I see it all with clarity now. And everything looks different.
This isn’t just a memoir. It’s a treasure hunt—our last one—and every story is a clue. I’d be impressed if I weren’t so angry. The book is due in July—less than three months from now—and we don’t have time for games. And that’s when I started to wonder if everything so far has been part of the hunt. The delusions, his inability to read, which so conveniently necessitates my presence here. But I discarded that possibility pretty quickly. If that were true, it would require Alma to be a part of it, and she has zero tolerance for games.

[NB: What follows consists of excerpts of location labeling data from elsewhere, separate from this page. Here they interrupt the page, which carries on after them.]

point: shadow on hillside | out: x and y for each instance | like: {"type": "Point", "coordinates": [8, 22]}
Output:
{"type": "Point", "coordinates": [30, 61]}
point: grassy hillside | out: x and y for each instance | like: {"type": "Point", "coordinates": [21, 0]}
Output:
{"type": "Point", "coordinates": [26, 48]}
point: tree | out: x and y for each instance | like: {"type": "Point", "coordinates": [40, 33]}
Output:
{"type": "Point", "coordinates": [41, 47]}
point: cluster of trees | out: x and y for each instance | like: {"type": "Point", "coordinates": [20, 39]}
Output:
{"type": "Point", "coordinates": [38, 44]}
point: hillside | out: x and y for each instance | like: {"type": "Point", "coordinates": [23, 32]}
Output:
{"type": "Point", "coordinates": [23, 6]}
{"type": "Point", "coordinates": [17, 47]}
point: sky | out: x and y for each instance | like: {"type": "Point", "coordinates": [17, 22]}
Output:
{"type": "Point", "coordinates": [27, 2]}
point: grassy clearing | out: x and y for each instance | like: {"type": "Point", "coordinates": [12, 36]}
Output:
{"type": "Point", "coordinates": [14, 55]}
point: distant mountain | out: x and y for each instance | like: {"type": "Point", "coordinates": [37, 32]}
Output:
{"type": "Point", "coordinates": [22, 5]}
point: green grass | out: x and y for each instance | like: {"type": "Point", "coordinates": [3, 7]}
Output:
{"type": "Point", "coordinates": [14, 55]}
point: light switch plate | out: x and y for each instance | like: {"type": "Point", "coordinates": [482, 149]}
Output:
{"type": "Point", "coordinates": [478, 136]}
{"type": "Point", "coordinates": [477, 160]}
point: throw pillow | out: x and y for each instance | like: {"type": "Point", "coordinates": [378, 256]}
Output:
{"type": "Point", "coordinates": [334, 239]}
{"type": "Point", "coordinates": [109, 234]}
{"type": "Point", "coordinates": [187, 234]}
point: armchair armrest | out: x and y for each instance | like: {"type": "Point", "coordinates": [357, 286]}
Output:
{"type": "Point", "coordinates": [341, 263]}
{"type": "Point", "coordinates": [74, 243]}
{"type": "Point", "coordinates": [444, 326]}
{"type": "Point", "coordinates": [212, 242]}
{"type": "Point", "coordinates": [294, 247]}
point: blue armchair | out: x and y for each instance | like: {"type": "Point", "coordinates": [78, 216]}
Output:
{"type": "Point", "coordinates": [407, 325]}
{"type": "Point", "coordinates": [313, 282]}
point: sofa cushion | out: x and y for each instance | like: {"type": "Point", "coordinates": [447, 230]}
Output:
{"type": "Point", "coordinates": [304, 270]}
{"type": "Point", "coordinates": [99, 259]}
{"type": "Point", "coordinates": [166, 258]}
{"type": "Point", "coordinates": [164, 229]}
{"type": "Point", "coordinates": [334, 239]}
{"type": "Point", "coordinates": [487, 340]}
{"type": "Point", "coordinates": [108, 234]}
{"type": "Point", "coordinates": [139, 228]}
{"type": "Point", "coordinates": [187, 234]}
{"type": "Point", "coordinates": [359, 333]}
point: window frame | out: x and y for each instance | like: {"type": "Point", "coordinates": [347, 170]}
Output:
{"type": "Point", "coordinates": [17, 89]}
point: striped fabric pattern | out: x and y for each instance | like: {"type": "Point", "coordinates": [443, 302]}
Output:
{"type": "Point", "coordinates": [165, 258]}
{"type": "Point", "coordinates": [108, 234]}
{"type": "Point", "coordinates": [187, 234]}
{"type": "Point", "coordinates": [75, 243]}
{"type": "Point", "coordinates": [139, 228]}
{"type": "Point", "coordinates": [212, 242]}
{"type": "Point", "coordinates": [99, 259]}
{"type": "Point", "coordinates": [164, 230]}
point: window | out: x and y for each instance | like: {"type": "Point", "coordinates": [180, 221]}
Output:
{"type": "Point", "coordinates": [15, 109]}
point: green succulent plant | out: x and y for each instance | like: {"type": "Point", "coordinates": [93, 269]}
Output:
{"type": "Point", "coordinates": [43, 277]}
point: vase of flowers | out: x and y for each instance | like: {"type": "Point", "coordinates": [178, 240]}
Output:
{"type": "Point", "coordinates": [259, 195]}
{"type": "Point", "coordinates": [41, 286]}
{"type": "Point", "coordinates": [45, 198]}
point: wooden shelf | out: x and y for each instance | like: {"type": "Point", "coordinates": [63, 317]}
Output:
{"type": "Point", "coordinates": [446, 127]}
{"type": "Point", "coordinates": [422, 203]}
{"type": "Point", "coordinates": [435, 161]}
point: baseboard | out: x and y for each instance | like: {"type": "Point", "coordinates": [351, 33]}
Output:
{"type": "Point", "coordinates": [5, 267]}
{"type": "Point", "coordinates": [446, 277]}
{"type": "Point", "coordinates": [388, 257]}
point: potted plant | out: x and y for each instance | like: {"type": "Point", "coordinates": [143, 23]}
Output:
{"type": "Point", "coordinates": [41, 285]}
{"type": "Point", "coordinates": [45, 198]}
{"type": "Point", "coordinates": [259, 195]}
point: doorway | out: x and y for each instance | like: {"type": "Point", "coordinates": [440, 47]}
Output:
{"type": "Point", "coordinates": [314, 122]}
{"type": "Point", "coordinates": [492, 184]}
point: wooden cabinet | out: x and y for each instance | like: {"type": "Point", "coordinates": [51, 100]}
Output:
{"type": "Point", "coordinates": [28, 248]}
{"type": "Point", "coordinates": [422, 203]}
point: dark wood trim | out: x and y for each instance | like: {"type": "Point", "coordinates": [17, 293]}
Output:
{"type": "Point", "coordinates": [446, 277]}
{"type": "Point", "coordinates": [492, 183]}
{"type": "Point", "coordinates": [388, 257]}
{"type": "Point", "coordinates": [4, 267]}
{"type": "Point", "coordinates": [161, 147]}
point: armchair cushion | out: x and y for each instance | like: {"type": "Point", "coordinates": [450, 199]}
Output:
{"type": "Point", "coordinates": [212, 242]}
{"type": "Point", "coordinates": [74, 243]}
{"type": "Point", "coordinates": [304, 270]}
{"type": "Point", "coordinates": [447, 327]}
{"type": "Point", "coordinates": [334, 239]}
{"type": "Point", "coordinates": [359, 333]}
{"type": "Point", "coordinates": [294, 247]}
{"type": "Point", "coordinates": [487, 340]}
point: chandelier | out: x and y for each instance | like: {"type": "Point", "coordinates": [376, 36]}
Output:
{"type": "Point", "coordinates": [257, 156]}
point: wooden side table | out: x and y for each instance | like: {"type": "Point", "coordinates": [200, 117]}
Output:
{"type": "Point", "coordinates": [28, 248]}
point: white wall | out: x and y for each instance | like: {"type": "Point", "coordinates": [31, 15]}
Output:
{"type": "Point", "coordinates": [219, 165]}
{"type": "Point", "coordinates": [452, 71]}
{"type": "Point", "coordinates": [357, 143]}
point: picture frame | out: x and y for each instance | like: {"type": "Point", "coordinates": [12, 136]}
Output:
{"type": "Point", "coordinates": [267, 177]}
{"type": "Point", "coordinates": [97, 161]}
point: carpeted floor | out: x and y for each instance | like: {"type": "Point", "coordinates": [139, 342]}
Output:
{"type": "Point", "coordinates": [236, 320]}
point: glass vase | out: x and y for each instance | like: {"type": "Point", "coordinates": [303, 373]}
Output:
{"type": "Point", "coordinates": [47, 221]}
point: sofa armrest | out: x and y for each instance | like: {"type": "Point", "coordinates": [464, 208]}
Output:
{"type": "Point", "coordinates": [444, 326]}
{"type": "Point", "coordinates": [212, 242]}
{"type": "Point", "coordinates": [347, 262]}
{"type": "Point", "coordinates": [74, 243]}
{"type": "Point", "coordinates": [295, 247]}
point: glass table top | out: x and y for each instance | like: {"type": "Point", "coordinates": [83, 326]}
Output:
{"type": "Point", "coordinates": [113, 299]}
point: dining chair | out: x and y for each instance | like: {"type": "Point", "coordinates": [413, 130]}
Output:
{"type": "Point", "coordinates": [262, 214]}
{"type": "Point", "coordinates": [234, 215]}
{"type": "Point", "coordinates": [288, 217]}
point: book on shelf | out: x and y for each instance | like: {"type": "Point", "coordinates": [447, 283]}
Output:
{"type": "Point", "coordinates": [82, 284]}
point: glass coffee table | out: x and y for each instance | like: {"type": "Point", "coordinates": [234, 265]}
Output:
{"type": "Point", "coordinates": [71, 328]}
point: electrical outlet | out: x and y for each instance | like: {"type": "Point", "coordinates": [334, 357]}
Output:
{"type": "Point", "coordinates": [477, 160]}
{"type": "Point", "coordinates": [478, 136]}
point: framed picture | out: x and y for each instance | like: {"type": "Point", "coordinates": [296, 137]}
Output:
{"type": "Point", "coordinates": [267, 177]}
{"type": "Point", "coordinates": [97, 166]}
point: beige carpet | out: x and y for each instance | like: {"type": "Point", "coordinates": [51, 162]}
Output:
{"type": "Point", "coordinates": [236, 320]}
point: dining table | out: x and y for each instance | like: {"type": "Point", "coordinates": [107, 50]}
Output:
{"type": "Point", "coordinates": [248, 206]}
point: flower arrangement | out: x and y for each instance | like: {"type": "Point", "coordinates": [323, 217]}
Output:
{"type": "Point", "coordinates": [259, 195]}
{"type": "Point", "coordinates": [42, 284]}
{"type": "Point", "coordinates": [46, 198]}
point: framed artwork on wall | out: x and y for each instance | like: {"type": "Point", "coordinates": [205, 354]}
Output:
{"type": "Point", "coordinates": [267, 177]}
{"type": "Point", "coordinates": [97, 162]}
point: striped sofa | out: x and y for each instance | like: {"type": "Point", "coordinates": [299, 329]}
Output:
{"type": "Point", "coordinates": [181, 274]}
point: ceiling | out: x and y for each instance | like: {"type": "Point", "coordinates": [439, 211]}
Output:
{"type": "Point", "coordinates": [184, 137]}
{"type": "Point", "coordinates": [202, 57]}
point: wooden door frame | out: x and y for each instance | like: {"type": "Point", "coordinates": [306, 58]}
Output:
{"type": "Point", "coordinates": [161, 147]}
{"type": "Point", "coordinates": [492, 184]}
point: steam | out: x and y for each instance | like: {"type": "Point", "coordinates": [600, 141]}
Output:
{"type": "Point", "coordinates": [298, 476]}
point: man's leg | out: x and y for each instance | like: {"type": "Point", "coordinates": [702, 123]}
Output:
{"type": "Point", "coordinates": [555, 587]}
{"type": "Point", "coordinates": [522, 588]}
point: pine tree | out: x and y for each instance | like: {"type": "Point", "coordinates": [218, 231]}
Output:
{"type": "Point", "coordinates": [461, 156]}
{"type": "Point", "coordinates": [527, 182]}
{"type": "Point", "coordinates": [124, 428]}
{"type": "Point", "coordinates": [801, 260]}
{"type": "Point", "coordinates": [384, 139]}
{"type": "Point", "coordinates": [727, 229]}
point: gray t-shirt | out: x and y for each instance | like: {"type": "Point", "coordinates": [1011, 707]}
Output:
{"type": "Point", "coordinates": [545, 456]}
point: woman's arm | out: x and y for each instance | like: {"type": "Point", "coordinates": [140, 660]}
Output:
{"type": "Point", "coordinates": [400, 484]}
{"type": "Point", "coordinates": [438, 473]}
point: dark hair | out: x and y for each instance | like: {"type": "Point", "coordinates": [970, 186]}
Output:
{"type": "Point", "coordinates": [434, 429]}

My father is an excellent writer, but he’s not an actor. The sweat on his forehead and panic in his eyes when he had that first night terror. His anxiety when he thinks I’m my mother. He must know he’s revealing things he might not otherwise, that this is the first treasure hunt he’s not controlling. That has to be terrifying. And thrilling, for a man who’s always looking to raise the stakes.
My father either killed them and wants to admit it, or he didn’t and he wants me to figure out who did.
And like during so much of my childhood, my father never just comes out and tells me what he wants me to know. He expects me to figure it out on my own.
If he’s leaving me clues, it’s time I start to tell him what I know.
***
“I’ve been to the house,” I say at the start of our next session.
He looks at me now, confused.
“The house on Van Buren. I know you still own it.” When he doesn’t respond, I say, “Why didn’t you just tell me the first day I got here? Why let me skulk around, looking in windows?”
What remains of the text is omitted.